There were some additional features that really helped developers when they ran into problems:

  • You can get a dump of the dependency tree, which allows you to see all the Maven packages that will be included in the project. One major problem that developers often run into is conflicting versions of libraries, and looking at the dependency tree can help pinpoint the source of the conflict.
  • Maven has the ability to generate build files and even source code based on archetypes. These are templates that include a lot of the boilerplate code that you need to get a project to the state where you can start working on business logic.
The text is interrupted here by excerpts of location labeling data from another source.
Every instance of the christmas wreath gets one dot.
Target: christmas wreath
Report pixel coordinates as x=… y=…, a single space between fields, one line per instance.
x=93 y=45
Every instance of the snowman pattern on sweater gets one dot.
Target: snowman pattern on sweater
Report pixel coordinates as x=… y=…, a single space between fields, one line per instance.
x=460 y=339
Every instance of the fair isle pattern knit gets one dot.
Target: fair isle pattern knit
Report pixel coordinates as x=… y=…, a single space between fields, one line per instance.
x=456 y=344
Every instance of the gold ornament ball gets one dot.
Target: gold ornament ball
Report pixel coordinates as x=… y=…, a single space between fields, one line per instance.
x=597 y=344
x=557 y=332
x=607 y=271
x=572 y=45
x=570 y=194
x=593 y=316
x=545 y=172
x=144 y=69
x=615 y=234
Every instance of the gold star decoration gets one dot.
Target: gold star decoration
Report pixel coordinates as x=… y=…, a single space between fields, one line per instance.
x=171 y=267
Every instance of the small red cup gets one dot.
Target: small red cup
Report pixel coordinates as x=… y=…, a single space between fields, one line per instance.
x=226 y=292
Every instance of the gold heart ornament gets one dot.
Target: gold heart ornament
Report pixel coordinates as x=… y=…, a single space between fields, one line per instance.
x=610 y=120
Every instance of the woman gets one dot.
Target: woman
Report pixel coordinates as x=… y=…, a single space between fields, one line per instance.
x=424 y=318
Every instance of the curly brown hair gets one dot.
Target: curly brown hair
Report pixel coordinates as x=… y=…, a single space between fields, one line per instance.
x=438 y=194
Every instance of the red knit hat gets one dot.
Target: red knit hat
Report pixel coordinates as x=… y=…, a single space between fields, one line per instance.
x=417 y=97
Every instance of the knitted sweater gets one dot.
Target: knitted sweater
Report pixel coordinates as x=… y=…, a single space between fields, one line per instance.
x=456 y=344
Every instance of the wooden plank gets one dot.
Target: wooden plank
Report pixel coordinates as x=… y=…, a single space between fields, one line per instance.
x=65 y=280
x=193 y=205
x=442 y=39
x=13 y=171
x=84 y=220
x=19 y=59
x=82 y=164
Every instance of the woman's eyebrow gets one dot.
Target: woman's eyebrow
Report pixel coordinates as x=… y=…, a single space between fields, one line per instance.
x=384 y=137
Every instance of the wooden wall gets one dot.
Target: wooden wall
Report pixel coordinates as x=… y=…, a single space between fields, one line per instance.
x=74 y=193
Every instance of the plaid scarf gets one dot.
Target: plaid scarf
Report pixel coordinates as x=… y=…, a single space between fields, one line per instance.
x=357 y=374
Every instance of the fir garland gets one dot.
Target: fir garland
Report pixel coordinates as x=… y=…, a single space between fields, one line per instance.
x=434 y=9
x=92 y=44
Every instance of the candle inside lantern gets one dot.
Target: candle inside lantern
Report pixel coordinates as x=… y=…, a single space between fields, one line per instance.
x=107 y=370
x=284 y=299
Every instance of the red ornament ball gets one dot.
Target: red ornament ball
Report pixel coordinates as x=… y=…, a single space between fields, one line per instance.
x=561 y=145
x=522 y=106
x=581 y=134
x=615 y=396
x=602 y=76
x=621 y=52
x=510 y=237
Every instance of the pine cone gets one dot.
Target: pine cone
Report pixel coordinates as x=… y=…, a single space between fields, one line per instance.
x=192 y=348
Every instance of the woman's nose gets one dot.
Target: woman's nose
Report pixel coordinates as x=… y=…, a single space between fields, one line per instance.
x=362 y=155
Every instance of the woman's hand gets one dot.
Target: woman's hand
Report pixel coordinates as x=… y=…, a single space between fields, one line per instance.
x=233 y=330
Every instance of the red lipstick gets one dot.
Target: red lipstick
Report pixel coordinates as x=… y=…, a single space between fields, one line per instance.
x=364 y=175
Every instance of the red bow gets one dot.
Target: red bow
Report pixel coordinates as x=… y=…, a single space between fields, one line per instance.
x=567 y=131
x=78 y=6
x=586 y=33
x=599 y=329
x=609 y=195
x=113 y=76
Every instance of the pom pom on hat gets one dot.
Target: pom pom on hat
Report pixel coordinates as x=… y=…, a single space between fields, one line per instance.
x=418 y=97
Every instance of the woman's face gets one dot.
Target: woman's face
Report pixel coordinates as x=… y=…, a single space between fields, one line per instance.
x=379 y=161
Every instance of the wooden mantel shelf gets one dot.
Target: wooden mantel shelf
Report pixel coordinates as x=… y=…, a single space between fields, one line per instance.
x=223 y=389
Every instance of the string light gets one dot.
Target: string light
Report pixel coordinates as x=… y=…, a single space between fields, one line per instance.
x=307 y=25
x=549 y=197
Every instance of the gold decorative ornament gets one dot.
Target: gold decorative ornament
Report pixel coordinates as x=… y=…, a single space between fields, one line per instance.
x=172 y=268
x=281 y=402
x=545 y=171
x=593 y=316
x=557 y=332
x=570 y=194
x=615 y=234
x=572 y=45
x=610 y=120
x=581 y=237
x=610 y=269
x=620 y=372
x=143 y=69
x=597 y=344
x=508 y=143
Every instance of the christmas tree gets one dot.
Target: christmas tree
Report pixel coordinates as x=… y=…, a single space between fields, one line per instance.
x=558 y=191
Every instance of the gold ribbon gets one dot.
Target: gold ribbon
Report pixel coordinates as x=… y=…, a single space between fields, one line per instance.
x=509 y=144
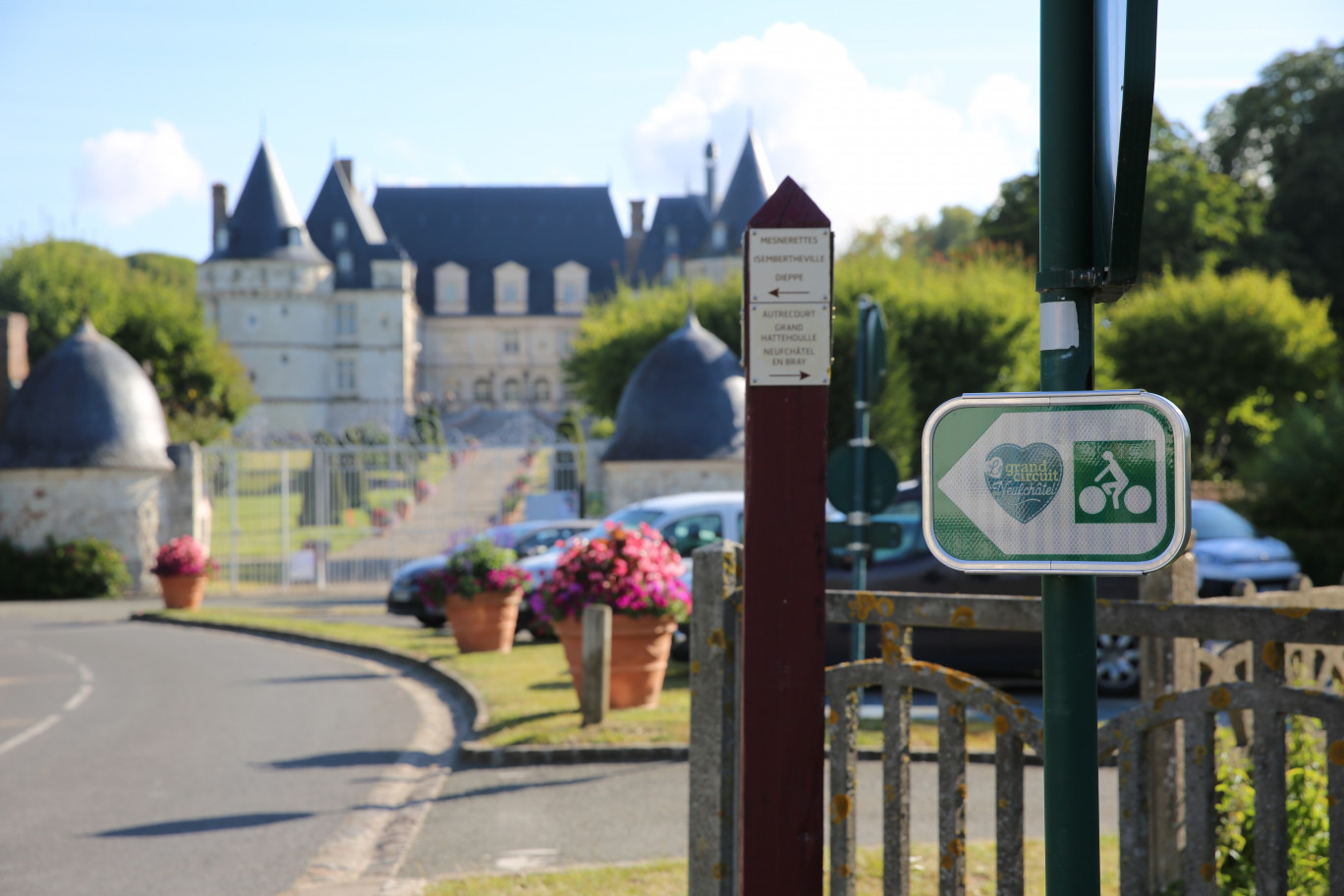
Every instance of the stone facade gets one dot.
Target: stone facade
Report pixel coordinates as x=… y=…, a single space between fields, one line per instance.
x=318 y=358
x=629 y=481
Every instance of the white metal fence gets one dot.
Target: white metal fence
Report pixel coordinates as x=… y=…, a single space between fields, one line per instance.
x=351 y=513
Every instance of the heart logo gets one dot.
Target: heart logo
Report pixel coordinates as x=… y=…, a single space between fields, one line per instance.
x=1025 y=479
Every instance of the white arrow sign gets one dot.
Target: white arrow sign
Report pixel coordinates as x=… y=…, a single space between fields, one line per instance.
x=1077 y=482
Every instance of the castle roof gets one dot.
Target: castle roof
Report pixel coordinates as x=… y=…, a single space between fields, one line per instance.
x=266 y=222
x=362 y=235
x=481 y=227
x=86 y=405
x=684 y=402
x=752 y=185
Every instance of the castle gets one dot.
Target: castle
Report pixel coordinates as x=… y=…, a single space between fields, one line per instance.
x=464 y=297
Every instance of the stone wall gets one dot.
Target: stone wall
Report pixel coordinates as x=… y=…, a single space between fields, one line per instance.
x=120 y=507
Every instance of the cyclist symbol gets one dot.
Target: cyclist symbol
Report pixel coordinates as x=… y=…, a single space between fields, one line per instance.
x=1092 y=500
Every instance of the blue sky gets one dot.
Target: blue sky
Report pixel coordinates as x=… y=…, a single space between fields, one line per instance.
x=117 y=117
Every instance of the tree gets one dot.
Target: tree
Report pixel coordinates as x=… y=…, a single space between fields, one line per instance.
x=148 y=307
x=1194 y=216
x=1015 y=216
x=1233 y=352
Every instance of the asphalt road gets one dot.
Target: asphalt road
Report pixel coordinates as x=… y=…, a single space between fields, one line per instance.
x=140 y=759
Leveraging these templates can make projects more uniform and easier to start.
  • Maven projects can be nested or inherit from other Maven projects, which makes it so that you can define common dependencies and build configurations in one place and then just add specific dependencies or configurations for individual modules. This makes it easier to add new modules to an existing project or base a new project off an existing project.

I'm less familiar with Gradle, so I can't speak to that, but my understanding is that it builds upon the things that Maven does and takes it further. The point, however, is that build tools like Maven and Gradle have set stricter standards on how code is built so that developers can easily pick up code from any project, know how it is structured, and easily modify it to their needs. These tools also empower developer communities to share libraries. A lot of other languages like Python and NodeJS have similar tools that use standard project structures for the same purpose. If you aren't using one of these tools, there is a good chance you are spending valuable time managing your build process instead of writing code.